How much fluid do I need? Also, Mayhems, or water?

Oh so it was you!
I remember reading that at XS. Good on you for doing that. But did you do any tests with it to see if it is "all silver"?
I was in a lengthy email conversation with the manufacturer and the reseller till last week. Manufacturer is saying it is because of the "deposition from any molecules in the loop" and "rougher patches may even be from eroding of the silver"
How ever they are sending me a replacement. i didn't even asked for a replacement just wanted an explanation.

to be honest it not for me to say what it is but ive sold over 600 coils and never once has it discolour , rusted or done any thing else except look silver. It all so could be the fact that i lemon treated all ours (acid) to make sure they were clean before being sent out. Even on the add we used to put have you ever squeezed 100 lemons !!!

But because they under cut us so much i stopped making them as it wasn't worth my time or effort.

The price they were re-selling them for was less than what i was paying for just the silver , never mind the bottle , stickers and time lol.
 
Till you get a leak and fry all your hardware.

The vinegar is potentially an issue if it leaked, the idea would be to use roughly enough to soften the astonishingly hard water of Bath. I've had deionised water, part diluted with old feser 1 and vinegar, run down a motherboard and over a graphics card for half an hour or so before I noticed. No apparent issues, the conformal coating seemed to be sufficient. There's a guy on here using a beer chiller to cool a loop, and just lets ice build up on the graphics card. As far as I know that didn't cause any problems either.

have I really just read that?

Yep :)

Tap water will eventually cause fouling in the water blocks, but on the basis that all the minerals in solution in the tap water are in solution, most of them should stay in solution. Solubility improves with heat too. Worst case scenario is I end up pumping dilute vinegar around the loop for a while to get rid of the limescale.
 
Vinegar in a loop long term must surely be a bad idea, even dilute. Your rad will most definately not like it. Green water is what you'll end up with and eventual rad leakage surely?
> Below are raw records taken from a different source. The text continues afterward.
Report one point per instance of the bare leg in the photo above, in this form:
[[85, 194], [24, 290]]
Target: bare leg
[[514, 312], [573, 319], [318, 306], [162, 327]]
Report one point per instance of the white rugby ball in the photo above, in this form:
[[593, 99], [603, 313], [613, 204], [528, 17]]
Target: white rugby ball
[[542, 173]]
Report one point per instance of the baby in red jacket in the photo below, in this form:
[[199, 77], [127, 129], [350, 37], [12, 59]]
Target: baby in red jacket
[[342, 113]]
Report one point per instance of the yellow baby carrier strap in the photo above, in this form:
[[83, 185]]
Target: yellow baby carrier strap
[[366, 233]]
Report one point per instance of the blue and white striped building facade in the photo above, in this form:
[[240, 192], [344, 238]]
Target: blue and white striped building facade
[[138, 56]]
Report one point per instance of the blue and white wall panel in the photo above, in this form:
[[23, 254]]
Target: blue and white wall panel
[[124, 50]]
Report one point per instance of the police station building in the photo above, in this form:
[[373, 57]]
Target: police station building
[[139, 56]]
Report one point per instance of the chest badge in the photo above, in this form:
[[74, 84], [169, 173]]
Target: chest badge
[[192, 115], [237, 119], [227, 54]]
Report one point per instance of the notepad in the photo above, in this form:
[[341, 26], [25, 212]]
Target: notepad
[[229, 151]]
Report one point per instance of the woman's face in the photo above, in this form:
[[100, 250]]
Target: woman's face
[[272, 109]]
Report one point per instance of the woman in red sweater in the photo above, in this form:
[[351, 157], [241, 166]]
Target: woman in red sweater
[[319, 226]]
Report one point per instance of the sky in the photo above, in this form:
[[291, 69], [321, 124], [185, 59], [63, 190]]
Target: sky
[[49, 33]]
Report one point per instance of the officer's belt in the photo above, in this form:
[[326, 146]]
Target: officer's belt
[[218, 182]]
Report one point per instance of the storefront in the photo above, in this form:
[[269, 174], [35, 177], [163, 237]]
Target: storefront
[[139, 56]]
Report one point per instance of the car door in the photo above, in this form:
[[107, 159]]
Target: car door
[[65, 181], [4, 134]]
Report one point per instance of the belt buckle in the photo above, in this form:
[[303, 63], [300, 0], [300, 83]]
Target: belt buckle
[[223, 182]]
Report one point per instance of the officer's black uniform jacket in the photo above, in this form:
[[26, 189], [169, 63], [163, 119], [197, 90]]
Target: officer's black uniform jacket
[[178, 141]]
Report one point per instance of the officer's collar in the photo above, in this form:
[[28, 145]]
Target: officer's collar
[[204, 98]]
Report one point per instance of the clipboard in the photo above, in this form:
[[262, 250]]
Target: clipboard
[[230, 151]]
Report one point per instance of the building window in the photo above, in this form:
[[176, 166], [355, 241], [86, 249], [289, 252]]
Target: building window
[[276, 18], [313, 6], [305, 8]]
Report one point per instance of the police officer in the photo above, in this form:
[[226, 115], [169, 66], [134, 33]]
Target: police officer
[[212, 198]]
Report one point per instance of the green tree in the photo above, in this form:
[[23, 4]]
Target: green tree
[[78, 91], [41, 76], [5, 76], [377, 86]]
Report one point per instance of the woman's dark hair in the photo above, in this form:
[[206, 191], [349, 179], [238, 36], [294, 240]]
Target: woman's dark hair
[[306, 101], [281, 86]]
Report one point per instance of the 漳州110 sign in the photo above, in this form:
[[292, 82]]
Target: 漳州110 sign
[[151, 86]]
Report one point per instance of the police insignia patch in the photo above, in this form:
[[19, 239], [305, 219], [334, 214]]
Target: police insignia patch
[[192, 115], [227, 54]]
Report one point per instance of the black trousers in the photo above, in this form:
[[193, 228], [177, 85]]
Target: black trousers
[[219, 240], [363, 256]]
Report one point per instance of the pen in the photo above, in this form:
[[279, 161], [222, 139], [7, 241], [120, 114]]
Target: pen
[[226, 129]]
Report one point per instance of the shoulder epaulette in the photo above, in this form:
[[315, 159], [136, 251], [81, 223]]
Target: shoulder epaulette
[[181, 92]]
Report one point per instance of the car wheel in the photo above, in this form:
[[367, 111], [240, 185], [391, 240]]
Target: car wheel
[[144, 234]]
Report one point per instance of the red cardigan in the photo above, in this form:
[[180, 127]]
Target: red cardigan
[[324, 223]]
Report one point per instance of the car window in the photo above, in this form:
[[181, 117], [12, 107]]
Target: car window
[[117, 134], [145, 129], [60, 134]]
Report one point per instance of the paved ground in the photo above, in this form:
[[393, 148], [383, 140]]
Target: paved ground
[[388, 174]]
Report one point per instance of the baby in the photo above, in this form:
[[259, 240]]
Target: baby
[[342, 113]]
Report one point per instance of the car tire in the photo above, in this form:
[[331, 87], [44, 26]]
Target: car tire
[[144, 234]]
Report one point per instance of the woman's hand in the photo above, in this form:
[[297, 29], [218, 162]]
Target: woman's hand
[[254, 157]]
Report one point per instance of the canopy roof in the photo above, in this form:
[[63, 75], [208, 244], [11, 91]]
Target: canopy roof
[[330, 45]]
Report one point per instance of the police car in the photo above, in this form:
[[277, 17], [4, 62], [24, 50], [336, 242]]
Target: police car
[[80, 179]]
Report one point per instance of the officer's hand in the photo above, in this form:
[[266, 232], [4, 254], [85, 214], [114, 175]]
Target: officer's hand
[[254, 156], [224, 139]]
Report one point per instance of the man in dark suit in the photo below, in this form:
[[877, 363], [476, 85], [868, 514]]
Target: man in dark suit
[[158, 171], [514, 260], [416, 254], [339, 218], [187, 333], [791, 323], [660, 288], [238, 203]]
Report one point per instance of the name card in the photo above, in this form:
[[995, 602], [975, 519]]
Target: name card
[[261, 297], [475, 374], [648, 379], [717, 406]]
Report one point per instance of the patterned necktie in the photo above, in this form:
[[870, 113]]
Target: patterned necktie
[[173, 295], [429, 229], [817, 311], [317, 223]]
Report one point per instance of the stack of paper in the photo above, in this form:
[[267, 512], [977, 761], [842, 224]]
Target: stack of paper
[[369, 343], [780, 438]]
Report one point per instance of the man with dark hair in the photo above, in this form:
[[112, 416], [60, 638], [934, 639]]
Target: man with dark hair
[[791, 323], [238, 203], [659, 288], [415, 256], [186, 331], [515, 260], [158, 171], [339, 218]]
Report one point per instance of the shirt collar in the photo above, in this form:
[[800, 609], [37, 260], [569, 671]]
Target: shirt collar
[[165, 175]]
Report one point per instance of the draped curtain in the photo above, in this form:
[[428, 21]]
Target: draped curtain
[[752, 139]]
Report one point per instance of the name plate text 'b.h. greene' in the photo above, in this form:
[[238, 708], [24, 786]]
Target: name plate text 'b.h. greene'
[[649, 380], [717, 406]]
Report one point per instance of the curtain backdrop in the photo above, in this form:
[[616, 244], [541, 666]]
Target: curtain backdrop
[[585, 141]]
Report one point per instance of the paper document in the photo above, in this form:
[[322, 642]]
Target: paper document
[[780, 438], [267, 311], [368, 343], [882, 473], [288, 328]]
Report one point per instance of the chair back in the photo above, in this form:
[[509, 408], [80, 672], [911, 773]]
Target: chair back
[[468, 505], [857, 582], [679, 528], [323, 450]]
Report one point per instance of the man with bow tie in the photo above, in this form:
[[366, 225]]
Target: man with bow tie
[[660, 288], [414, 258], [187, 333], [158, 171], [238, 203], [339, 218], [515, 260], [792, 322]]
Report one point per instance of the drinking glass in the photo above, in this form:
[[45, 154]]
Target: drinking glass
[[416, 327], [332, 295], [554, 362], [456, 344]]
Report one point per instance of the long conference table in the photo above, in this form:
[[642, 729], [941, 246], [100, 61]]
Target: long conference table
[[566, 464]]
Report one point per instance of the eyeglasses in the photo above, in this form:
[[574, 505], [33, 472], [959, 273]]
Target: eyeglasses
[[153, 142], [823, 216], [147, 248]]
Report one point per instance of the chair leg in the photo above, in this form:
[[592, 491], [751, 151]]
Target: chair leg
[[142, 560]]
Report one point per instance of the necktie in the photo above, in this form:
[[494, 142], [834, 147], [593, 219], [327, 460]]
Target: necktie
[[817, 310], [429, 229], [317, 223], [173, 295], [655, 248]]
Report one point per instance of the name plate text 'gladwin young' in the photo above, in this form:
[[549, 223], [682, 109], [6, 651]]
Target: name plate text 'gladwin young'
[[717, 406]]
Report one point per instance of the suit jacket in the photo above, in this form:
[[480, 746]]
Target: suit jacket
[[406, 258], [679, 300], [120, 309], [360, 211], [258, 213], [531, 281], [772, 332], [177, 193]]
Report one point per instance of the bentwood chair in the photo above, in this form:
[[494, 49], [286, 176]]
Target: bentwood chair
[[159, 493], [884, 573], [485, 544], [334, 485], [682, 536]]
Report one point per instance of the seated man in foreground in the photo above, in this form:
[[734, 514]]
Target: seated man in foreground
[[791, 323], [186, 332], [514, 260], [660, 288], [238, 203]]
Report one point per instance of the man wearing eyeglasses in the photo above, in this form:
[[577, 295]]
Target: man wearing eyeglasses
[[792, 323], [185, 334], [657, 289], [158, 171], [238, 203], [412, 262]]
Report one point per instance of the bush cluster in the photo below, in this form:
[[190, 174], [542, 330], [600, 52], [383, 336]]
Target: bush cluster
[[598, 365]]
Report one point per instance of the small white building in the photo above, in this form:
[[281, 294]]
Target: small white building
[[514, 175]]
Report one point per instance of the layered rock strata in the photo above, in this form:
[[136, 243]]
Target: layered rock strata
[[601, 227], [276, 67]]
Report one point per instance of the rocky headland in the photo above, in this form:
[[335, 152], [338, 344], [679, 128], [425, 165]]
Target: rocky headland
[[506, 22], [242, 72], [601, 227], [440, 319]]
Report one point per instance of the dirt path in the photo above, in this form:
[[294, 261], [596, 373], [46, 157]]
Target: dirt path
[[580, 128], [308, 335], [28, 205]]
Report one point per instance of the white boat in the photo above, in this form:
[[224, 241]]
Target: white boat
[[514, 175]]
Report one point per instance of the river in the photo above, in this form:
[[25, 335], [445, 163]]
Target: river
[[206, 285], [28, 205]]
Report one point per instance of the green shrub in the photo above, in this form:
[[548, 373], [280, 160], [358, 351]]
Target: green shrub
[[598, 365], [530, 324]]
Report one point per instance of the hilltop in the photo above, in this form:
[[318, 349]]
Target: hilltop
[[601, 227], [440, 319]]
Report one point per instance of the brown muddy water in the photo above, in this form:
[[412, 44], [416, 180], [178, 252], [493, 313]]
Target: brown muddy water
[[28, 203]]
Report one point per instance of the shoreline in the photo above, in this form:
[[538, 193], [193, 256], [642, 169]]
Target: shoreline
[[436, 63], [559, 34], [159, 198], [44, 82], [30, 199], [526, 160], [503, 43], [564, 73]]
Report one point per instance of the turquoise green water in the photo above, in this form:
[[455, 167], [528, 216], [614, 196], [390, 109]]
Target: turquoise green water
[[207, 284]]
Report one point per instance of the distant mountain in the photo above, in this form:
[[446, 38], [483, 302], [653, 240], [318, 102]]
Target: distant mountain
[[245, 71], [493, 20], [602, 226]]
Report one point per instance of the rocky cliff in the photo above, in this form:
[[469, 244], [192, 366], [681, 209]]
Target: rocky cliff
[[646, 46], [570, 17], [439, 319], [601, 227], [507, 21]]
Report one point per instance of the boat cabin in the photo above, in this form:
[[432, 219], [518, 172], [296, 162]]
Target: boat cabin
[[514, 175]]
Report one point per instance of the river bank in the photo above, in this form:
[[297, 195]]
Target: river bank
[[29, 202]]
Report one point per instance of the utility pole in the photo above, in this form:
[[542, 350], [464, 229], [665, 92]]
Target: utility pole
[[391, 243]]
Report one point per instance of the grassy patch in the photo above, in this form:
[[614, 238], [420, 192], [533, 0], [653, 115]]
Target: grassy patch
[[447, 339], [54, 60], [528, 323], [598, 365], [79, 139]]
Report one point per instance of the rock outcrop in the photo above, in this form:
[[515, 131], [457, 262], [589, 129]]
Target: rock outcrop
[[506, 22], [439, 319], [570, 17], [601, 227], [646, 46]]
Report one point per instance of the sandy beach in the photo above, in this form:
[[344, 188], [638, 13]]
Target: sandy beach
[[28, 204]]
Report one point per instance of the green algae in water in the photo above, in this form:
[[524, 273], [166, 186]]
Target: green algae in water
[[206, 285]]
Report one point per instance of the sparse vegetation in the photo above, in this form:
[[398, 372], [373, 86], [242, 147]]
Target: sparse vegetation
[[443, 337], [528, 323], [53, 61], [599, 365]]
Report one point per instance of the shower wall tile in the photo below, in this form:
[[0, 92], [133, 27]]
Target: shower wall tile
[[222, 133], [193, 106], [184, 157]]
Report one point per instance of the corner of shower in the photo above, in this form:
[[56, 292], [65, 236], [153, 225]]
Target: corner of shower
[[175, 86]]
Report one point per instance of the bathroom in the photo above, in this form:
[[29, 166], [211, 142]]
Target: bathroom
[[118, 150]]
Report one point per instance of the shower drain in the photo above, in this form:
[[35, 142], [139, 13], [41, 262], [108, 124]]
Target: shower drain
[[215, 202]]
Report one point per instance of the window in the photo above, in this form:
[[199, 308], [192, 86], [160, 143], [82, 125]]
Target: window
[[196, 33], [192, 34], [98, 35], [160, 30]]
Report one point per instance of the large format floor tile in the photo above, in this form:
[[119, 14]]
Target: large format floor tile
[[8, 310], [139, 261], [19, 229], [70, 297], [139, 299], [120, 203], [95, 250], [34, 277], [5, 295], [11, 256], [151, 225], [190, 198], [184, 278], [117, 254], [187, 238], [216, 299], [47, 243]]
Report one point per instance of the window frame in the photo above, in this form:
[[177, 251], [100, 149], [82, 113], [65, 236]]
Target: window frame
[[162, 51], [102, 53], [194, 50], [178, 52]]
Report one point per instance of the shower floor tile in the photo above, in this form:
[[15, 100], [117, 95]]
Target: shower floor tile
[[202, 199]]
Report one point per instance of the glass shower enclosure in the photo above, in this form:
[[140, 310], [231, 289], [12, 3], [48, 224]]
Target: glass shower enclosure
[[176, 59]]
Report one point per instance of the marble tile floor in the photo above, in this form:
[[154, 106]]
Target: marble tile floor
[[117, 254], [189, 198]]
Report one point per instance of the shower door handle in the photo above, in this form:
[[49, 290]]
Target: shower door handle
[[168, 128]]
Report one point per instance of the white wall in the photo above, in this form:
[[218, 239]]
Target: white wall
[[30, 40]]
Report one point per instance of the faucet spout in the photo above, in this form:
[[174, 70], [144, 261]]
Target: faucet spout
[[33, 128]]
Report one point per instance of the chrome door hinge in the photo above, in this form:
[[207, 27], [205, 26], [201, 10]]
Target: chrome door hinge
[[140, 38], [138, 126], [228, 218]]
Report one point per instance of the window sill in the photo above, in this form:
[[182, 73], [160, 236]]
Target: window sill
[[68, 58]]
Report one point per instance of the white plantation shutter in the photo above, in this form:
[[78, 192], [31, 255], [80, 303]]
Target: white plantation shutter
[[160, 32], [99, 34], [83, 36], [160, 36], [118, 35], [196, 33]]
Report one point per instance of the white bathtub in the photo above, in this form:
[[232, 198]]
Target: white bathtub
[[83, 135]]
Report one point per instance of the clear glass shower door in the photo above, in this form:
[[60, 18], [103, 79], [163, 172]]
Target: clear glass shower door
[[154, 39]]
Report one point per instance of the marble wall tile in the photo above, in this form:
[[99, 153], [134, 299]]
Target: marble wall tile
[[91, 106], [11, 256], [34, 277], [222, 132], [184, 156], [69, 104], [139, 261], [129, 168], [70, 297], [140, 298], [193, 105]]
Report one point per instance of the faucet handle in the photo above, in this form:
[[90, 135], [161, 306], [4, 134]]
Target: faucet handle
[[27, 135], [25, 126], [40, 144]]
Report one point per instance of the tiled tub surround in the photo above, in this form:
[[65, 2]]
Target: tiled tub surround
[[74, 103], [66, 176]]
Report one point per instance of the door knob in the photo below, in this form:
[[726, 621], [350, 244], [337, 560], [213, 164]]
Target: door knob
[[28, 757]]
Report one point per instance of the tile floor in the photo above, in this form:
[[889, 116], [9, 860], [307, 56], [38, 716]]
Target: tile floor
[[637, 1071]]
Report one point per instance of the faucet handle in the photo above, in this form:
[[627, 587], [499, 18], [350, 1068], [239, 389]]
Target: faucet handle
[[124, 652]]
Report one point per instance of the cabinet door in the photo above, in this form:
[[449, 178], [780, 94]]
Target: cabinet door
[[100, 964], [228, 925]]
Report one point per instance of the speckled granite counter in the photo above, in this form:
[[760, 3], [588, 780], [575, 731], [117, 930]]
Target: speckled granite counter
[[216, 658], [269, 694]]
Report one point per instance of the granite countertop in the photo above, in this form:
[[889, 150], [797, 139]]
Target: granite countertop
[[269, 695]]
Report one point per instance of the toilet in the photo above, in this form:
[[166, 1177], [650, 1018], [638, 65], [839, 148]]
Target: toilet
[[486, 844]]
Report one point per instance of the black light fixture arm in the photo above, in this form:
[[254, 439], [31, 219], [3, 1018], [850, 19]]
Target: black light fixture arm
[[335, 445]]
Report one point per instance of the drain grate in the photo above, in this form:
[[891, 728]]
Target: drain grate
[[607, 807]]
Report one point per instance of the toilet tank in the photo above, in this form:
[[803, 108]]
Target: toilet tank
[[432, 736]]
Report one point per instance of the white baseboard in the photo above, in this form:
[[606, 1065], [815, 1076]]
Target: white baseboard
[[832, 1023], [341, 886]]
Regarding tap water itself, I don't see the hardness as an issue as you only get scale build up of kettle style proportions if you are repeatedly adding fresh water to a systemm, which is unlikely in a water cooling loop. Still, given the cheapness of DI there is no real reason not to use that in stead, other than curiosity.
 
i see where you are coming from

however my argument remains that the £150 worth of radiators and £200 worth of blocks in my rig wouldnt be worth risking

for the sake of spending 99p on a litre of distilled or a few quid more on a coolant from mayhems etc. why risk any kind of adverse reaction on your expensive hardware?
 
I *think* the issue with acetic acid and copper is that the acid dissolves oxides. Any surface oxidation present would dissolve off, and then the clean surface would gradually oxidise again if there is oxygen dissolved in the water. This then dissolves, but in more continuous fashion. Reaction stops when all the acetic acid has evaporated. I was thinking more in terms of balancing the carbonate in the water with the vinegar, so as to remove the fouling. After reading the above posts, I'm inclined to think water and a small amount of vinegar, then boiled to drive off any unreacted acetic acid, would probably work.

Just looking for alternatives guys, not seriously suggesting that tap water + vinegar is a better choice than deionised. I have problems with curiousity :(
 
Ah, you missed that? In one word, it rusted. In a few more, see here. The power supply itself is soldiering on entirely unhurt, as is the pump that tried to force water through a blocked pipe for a month or so. I won't be repeating the experiment anytime soon.
 
keep us informed and would be nice to see pics ;)

Well got some UV lighting in and for some reason the coolant just won't glow lol, the tubing is Primochill UV red, i have a 120cm Phobya UV LED strip and there is a couple of UV LED's in the res too, does UV coolant go off with age or was i just unlucky to get a bad batch ?
Here is a bad quality pic:
uv2f.jpg
 
No we have had a couple of customer say that its doesn't glow as much as expected. We don't put to much UV pink in our mixes as this is what stains the most and weve gone for quality of the fluid over all the most. How ever were looking into increasing the UV pink in the red so that we can keep evey one happy.

If you send me a email linked on the side here ill ship you out some extra UV pink so that you may increase the glow more.